This graph illustrates that Queens has the most tipping passengers, followed by Manhattan.Similarly, Manhattan has higher tipping passengers than others in Drop-Off Location
##                 Df  Sum Sq Mean Sq F value Pr(>F)    
## PULocation       5    7691    1538     132 <2e-16 ***
## Residuals   108326 1257827      12                   
## ---
## Signif. codes:  0 '***' 0.001 '**' 0.01 '*' 0.05 '.' 0.1 ' ' 1
##                 Df  Sum Sq Mean Sq F value Pr(>F)    
## DOLocation       5  174314   34863    3461 <2e-16 ***
## Residuals   108326 1091205      10                   
## ---
## Signif. codes:  0 '***' 0.001 '**' 0.01 '*' 0.05 '.' 0.1 ' ' 1
Observations - The p-value for both variables is 0.2*10^−15 or 0.0000000000000002, which are infinitesimal compared to the significance level of 0.05, thus rejecting the null hypothesis that the means of the two entities are the same, making them statically different.
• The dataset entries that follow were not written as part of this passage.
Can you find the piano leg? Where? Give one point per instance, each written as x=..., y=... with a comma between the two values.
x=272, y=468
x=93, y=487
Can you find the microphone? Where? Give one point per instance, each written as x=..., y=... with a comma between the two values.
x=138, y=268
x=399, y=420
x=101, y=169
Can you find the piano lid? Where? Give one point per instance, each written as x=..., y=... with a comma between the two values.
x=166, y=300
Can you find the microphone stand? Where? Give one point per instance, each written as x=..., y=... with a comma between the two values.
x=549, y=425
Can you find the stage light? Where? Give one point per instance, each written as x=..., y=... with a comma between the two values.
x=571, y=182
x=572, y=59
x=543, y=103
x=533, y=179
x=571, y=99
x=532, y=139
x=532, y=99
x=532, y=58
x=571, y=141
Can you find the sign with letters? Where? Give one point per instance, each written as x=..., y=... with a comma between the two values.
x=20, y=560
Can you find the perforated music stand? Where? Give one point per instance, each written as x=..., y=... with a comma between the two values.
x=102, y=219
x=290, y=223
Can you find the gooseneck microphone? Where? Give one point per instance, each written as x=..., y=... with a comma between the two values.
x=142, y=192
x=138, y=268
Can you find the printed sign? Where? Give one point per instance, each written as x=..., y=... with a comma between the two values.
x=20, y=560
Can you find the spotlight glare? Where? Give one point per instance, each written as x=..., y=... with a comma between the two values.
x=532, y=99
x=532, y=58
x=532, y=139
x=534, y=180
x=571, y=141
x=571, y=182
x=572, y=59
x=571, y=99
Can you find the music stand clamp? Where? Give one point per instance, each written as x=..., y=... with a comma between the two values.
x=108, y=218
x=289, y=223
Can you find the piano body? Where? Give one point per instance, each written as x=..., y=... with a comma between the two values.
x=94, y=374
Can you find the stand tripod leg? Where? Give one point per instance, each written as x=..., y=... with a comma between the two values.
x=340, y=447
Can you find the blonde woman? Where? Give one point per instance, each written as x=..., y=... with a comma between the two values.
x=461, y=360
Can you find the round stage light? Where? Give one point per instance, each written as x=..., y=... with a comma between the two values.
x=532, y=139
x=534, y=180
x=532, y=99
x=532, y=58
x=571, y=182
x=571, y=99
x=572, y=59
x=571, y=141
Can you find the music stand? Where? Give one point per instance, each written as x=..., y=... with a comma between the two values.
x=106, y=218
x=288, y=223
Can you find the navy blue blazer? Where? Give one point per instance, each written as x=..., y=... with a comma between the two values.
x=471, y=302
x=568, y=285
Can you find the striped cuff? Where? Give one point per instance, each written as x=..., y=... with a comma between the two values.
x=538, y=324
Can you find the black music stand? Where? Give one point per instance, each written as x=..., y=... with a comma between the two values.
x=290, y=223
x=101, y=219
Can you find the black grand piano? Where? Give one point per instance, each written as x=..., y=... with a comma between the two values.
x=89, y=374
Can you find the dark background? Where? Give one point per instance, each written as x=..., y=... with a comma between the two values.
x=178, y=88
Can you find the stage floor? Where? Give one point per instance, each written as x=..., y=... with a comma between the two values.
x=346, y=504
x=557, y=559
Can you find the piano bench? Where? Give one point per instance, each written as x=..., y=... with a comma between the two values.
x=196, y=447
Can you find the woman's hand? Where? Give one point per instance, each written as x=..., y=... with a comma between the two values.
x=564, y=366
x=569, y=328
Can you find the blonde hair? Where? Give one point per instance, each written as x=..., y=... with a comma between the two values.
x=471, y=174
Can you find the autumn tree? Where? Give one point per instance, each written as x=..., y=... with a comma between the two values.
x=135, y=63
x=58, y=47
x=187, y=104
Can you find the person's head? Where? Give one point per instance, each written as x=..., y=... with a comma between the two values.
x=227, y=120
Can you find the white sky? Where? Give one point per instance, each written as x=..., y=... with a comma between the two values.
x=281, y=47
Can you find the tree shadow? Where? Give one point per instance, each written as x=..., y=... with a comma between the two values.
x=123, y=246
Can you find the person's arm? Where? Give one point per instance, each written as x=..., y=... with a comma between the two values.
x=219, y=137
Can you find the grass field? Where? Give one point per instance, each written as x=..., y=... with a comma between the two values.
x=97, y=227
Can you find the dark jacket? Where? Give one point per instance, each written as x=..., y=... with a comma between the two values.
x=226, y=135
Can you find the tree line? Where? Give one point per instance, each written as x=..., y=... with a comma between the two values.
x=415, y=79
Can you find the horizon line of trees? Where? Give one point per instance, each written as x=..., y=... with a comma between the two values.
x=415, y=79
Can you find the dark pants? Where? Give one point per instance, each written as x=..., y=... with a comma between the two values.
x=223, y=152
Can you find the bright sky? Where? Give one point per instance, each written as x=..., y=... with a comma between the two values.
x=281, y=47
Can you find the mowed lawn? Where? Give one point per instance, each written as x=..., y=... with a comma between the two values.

3.4 Trip Duration Impact on Tips

Observations - The data is approximately normally distributed with slight skewness on the right side. This is to say that majority of out trips are 20-40 mins in length.

Observations - A t-test between travel time and customer tip percentage reveals the p-value of the relationship between the variables, which is 0.2*10-15; consequently, since the value is much lower than the significance level of 0.05, we can state that Yellow taxi passengers tip differently depending on the length of the trip and successfully reject the null hypothesis that the means of the two variables are equal.

3.5 Trip Length and Tips

We are attempting to determine if those doing shorter journeys are more likely to leave larger gratuities or those taking longer travels are more giving.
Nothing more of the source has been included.